相変わらず人気の多い池袋駅の中で、ふいに声がかけられる。
「東上さん」
「・・・・・・龍ヶ崎」
「ご健勝で何よりです、『お姉さん』は元気ですか?」
「あ、いやー・・・・その」
ああそうだ、龍ヶ崎の中ではまだあの人は『姉』なんだ。
ふいに傍らから疑問の声が上がる。
「お姉さんなんていたっけ?」
「有楽町には関係ない」
「東上さん、良ければお茶でも飲みませんか?」
「はい」
思い出話をしに姉さんはいつもお金が無くて大変そうだった。
女の顔をした男のあたしと、男の顔をした女の姉さん。
血のつながりは無いのに姉さんとあたしは良く似ていたから、あたしは彼女を姉さんと呼んだ。
いつだって二人でひとつだったあたしたちは別の鉄道会社へ吸収された。
あたしは東武へ、姉さんは堤さんという支援者とともに会社の再建へ。
『東武は姉さんを許す気あるの?』
『・・・・・一応はね、決めるのは根津さんだよ』
その言葉には一種の不信感もあったが、結局東武は姉さんを許した。
経営再建の道筋を立て、グループ企業を買収していくうちに姉さんは堤さんに気持ちが傾いていった。

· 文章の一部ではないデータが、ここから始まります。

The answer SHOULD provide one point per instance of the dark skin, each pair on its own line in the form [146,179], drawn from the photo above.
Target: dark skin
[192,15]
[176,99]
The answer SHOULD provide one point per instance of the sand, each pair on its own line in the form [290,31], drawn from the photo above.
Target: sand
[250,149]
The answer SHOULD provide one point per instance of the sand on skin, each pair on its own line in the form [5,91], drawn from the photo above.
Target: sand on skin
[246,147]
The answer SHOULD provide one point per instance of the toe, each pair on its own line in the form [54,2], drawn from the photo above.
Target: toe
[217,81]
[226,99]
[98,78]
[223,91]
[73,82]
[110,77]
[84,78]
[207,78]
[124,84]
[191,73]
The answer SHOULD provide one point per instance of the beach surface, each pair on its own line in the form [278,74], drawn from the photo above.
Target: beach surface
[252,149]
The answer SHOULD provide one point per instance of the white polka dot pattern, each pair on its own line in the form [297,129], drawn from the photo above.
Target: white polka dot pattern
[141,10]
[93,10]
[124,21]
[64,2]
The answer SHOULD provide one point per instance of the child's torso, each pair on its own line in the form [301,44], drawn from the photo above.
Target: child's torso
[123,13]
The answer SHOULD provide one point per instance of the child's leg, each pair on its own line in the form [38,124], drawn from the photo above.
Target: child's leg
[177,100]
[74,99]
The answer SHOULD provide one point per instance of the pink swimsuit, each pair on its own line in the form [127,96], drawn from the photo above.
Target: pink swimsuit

服装が男物に変わり、言葉遣い、性格・・・・・少しづつ代わっていった。
姉さんが西武を名乗ったときにはあたしの知る姉さんはいなかった。
* *
簡単なあらましの説明をすると、はあと感嘆のため息をついた龍ヶ崎が言う。
「・・・・・・・姉さんって西武池袋線だったんですか」
「まさか国鉄武蔵野だと思ってたとか言わないわよね」
「いえ、てっきりそうだと。彼女も武蔵野鉄道ですし」
「昔から思ってたけど龍ヶ崎って意外にあほよね」
「わるかったですね・・・・・・・だとしても、さびしくは無いんですか」
「淋しいけど、たまにあのころの姉さんが見えるからあたしはそれで十分」
「・・・・・・・覚えてますかね、ぼくのことを」
「あたしは一応覚えてたから覚えてるわよ」
まだ小さかったころ、あたしと姉さんは龍ヶ崎に遊んでもらっていた。
東京で東武関係の付き合いや仕事の合間に池袋で遊んでもらってはさまざまな話を聞いていた。
もう遠い記憶ではあるけれども。
東上と西武池袋が姉妹設定だしたくて・・・・。
ぜんぜん史実的には絡みないので東武つながりで絡めました、なんて無理やり。